The movie’s depiction of girlhood feels so honest and accurate that it’s surprising to remember that it was directed by a man (Allan Moyle, best known for Empire Records). There’s the heightened drama of their relationship, elevated by homelessness and teen hormones, but there’s also the giddiness brought on by freedom. They’re playing at adulthood, getting by but never really succeeding, but still having a blast just being together. At one point, they try to rob a man, but when Nicky scrambles her words–”I’m going to brain your blows out”—they dissolve into giggles and the man walks away. The failed holdup is just another scheme, and when it doesn’t work, they move on to the next. It’s moments like these that remind us that our heroes are just a couple of kids living in a romanticized version of what is actually a quite dangerous situation. While the film has plenty of opportunity to go dark, though, we’re blessed with moments of bliss, like that aforementioned walk down the sidewalk. But my favorite moment in the film is the first time we see Nicky perform “Damn Dog” at the nightclub. Her righteous anger is replaced with absolute ecstasy, and we feel the same watching her get the validation that nobody seems to have granted her til now. 

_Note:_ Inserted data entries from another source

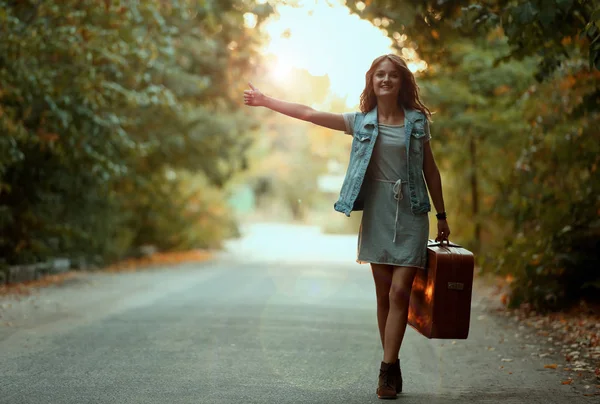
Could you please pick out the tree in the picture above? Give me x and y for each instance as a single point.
(554, 30)
(99, 103)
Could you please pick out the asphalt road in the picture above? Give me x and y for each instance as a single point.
(285, 316)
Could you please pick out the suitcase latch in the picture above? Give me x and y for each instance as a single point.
(456, 285)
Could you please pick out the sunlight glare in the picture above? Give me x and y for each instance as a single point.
(342, 49)
(282, 70)
(250, 20)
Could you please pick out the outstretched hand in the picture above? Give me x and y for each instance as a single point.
(253, 97)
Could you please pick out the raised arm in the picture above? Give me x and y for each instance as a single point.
(255, 98)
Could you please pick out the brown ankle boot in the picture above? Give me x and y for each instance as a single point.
(386, 388)
(397, 376)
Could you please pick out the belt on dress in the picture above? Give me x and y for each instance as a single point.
(398, 196)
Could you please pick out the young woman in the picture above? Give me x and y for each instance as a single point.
(390, 161)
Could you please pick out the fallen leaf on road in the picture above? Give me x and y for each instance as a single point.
(567, 381)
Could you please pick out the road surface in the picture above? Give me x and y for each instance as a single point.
(285, 315)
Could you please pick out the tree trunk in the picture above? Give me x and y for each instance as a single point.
(474, 193)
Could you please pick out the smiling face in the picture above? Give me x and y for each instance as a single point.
(386, 80)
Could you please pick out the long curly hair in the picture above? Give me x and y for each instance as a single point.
(408, 97)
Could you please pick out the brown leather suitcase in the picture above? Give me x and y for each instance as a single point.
(440, 301)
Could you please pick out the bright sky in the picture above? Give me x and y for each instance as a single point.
(323, 37)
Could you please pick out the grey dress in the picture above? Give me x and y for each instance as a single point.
(390, 233)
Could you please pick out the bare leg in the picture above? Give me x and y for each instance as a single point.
(399, 297)
(382, 275)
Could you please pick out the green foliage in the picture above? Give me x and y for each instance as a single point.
(553, 199)
(97, 102)
(554, 30)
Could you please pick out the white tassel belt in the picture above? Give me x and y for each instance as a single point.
(398, 196)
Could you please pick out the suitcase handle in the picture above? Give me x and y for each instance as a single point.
(433, 243)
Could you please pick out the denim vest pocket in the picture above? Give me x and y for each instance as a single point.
(361, 142)
(417, 134)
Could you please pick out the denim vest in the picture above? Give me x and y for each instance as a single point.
(364, 136)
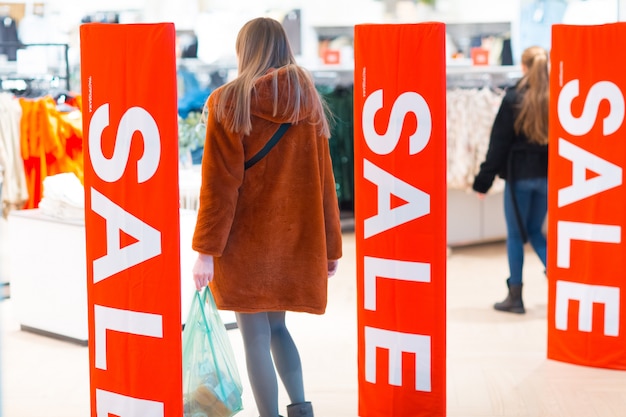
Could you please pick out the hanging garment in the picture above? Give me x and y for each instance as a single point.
(51, 143)
(14, 187)
(470, 116)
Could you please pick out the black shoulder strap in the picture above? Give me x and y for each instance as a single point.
(268, 146)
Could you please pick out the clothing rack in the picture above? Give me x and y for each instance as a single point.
(482, 76)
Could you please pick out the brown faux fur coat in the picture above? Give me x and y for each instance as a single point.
(271, 228)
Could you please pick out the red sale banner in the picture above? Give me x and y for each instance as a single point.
(128, 75)
(400, 218)
(586, 204)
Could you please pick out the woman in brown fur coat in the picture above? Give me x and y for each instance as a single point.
(268, 237)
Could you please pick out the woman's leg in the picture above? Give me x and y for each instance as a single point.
(514, 242)
(256, 333)
(537, 216)
(286, 357)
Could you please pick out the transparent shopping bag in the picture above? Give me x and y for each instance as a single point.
(211, 382)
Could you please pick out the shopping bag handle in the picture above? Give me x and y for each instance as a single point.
(201, 301)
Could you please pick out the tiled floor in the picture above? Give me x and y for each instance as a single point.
(496, 362)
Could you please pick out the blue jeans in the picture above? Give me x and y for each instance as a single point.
(531, 196)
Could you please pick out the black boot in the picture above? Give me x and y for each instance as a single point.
(513, 302)
(300, 410)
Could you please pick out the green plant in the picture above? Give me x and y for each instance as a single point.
(191, 132)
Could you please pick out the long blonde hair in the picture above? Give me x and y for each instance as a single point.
(532, 119)
(262, 44)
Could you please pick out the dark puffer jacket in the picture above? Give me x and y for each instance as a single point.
(510, 156)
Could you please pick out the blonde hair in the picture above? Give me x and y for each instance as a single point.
(532, 119)
(262, 44)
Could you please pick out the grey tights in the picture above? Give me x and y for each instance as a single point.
(265, 336)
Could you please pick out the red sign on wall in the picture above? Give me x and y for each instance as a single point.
(128, 75)
(400, 215)
(586, 197)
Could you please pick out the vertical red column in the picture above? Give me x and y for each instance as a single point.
(400, 215)
(586, 201)
(128, 75)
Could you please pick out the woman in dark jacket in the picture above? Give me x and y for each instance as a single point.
(518, 153)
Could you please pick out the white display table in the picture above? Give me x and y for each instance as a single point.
(48, 273)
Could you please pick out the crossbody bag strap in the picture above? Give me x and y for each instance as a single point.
(268, 146)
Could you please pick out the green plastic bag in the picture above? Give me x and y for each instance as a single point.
(211, 382)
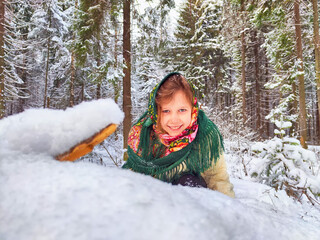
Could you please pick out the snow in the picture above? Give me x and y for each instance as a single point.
(56, 131)
(42, 198)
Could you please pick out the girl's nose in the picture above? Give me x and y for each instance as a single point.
(175, 118)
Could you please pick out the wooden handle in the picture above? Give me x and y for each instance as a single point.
(87, 145)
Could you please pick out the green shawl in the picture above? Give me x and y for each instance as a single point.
(196, 157)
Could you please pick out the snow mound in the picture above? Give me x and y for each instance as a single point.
(46, 199)
(41, 198)
(56, 131)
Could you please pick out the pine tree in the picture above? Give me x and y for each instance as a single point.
(198, 52)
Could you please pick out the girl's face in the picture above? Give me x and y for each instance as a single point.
(175, 114)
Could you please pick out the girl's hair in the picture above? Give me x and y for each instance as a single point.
(166, 91)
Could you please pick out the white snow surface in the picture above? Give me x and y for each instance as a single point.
(41, 198)
(56, 131)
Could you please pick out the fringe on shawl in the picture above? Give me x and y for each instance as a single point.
(197, 157)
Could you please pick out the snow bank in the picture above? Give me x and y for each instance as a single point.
(41, 198)
(45, 199)
(56, 131)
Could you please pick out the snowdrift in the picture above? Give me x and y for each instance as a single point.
(42, 198)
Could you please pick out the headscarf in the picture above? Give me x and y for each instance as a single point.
(158, 154)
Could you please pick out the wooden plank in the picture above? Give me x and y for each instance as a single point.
(87, 145)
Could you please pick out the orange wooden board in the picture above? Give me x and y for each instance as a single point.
(87, 145)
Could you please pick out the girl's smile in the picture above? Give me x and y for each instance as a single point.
(176, 114)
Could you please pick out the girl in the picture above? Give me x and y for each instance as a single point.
(175, 142)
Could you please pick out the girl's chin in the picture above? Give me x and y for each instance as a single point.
(174, 133)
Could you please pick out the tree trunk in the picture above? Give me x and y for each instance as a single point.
(2, 97)
(98, 59)
(47, 65)
(243, 70)
(317, 56)
(302, 97)
(127, 72)
(72, 80)
(257, 77)
(73, 67)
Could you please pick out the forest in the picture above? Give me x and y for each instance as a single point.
(255, 64)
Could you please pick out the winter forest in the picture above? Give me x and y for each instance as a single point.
(255, 66)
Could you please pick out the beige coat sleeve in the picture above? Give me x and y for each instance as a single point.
(217, 177)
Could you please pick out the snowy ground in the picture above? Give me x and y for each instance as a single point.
(41, 198)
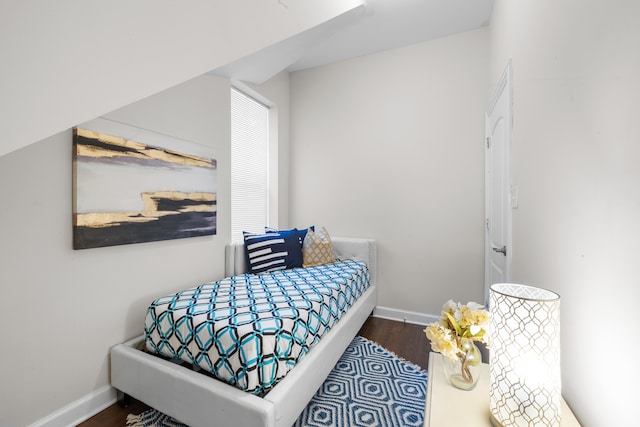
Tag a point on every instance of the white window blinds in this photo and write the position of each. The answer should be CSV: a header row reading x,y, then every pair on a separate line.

There’s an exquisite delight in seeing teenage girls do cool shit onscreen. There’s a canon of this type of film: The Runaways, Ladies and Gentlemen, The Fabulous Stains, and Skate Kitchen, to name a few. As a woman in her 30s, I felt myself looking up to the Sleez Sisters in the same way that their fans do as they gather in the Square for the final scene. There’s a nihilism in youth that we lose once we know about things like stranger danger and taxes, but Times Square gives us the chance to revisit the pursuit of fun with reckless abandon. It reminds us, to quote another Johnny LaGuardia adage, to “let it be passionate, or not at all.”